El dualismo cartesiano catalán

diciembre 05 07:31 2017 Print This Article

César Alcalá

Uno podría decir que se ha vuelto a la normalidad. Gracias al 155, por supuesto. La salida de los consellers forma parte del teatro que están montando los amigos del procés. Una teatralidad que conlleva llevar lazos amarillos, colgar cartelitos, colgar pancartas, ir vestido de amarillo… todo esto es atrezzo de un movimiento que se ha sustentado más gracias a la teatralidad que a la ideología política. Ideología utópica la han tenido y mucha, pero carente de fundamento y con un recorrido muy corto. El procés se puede definir como un dualismo cartesiano.

Lo cierto es que esta llamada normalidad puede resultar para algunos anormal. ¿Qué quiero decir? Muchas son las voces que consideran que en Cataluña se cometió un acto ilegal a lo largo del mes de septiembre. Muchos son contrarios a que la DUI se aplique. Muchos están viendo y sufriendo sus consecuencias. Lo sufren económicamente y socialmente. Por eso no comprenden la situación actual.

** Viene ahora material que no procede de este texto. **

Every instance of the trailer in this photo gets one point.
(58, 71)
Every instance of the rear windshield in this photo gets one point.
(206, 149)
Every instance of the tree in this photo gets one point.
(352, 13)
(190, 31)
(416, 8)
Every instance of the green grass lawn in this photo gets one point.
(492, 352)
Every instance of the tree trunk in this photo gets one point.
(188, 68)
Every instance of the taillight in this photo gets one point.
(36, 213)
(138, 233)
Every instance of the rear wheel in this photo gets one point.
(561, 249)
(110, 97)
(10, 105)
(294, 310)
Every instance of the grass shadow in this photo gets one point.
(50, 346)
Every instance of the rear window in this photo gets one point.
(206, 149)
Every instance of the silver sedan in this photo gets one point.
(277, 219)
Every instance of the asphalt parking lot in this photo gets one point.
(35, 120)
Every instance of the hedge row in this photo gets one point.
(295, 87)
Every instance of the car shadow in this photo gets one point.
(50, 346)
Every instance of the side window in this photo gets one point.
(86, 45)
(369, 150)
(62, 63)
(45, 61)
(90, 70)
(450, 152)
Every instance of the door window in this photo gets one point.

Por una parte unos señores que se saltaron la ley pueden presentarse y repetir en unas elecciones al Parlament de Catalunya. Por una parte hay unos que se han quedado y otros que se fugaron al extranjero. Por otro lado los amigos del procés están haciendo planes porque presuponen que ganaran las elecciones. Los otros, los constitucionalistas, planteándose el futuro de Cataluña y repartiéndose el pastel.

Y un sector importante del electorado, ante todo esto, está completamente desconcertado. No sabe qué hacer o qué pensar. La situación que estamos viviendo es muy complicada. Es la primera vez en la historia que Cataluña –y por derivada España- se enfrenta a una incertidumbre similar.

Tenemos toda una serie de candidatos que se presentan a unas elecciones. Esto es como siempre. La diferencia radica que, en breve, los principales responsables del procés serán juzgados. Lo serán por los cargos que se les imputó, deberán volver a la cárcel y cumplir la sentencia que les imponga la justicia. Ante ese escenario tendremos una entrada de nuevos personajes políticos y un cambio de estructuras.

Por otra parte los dos cabezas de lista de ERC y JpC pueden no revalidar los mismos resultados que en 2015 y, de conseguirlos, deberán renunciar a él después del juicio. La situación de Puigdemont es diferente. Es un prófugo de la justicia a día de hoy. A las causas específicas de todos los ex consellers se añade la de haberse marchado al extranjero. Y lo mismo ocurre con los que están con él. Todos ellos, en el momento de traspasar la frontera española serán detenidos y encarcelados. No importa si se ha producido o no el juicio por las causas del procés. Serán encarcelados por ser prófugos de la justicia española.

La verdad es que la situación es compleja. A ella tenemos que unir el hecho de que existía la posibilidad –y aún está encima de la mesa por lo que respecta a los prófugos- que tomen posesión de sus escaños escoltados por la policía y que los devuelvan a la cárcel. Esto ya pasó hace unos años en el País Vasco. Todo está inventado.

Ante un panorama tan abierto lo más importante para el futuro de Cataluña es la estabilidad. Tanto política como social. Y ante esta amalgama de temas raros, complicados, inexplicables, incomprensibles, lo más fácil es no votar. Aquella famosa frase: “ya se lo harán”. También hay otra: “eso es cosa de políticos”. Y no es verdad. Es cosa de todos. En esta ocasión no se puede pensar así porque es muy perjudicial para el futuro político y social de Cataluña.

El peligro recae en el hecho que haya una desidia por parte de la gente a la hora de ir a votar. Está claro que los amigos del procés irán a votar. Aquí puede bailar si será igual o inferior a las elecciones de 2015. Es muy difícil –por no decir imposible- que sea superior. En 2015 estaban en plena euforia y tenían todos los ases en la mano. Con el paso de los días y los meses han empezado a explotarles diferentes petardos. Esto significa que ha habido decepciones y que el tope ha bajado. Y más puede bajar teniendo en cuenta esta incertidumbre que hemos comentado. Dicho de otra manera, si en 2015 no pudieron movilizar a más gente, difícilmente lo harán en esta ocasión.

La cuestión es movilizar a la gente para el 21-D. Porque si gracias al 155 se ha desactivado el procés, el remate definitivo será darle la vuelta al resultado electoral y que el constitucionalismo gobierne Cataluña. Con ello conseguiremos recuperar un status quo perdido desde que Artur Mas pensó que una DUI lo salvaría del 3%. Y lo único que ha conseguido es complicarle la vida a los catalanes.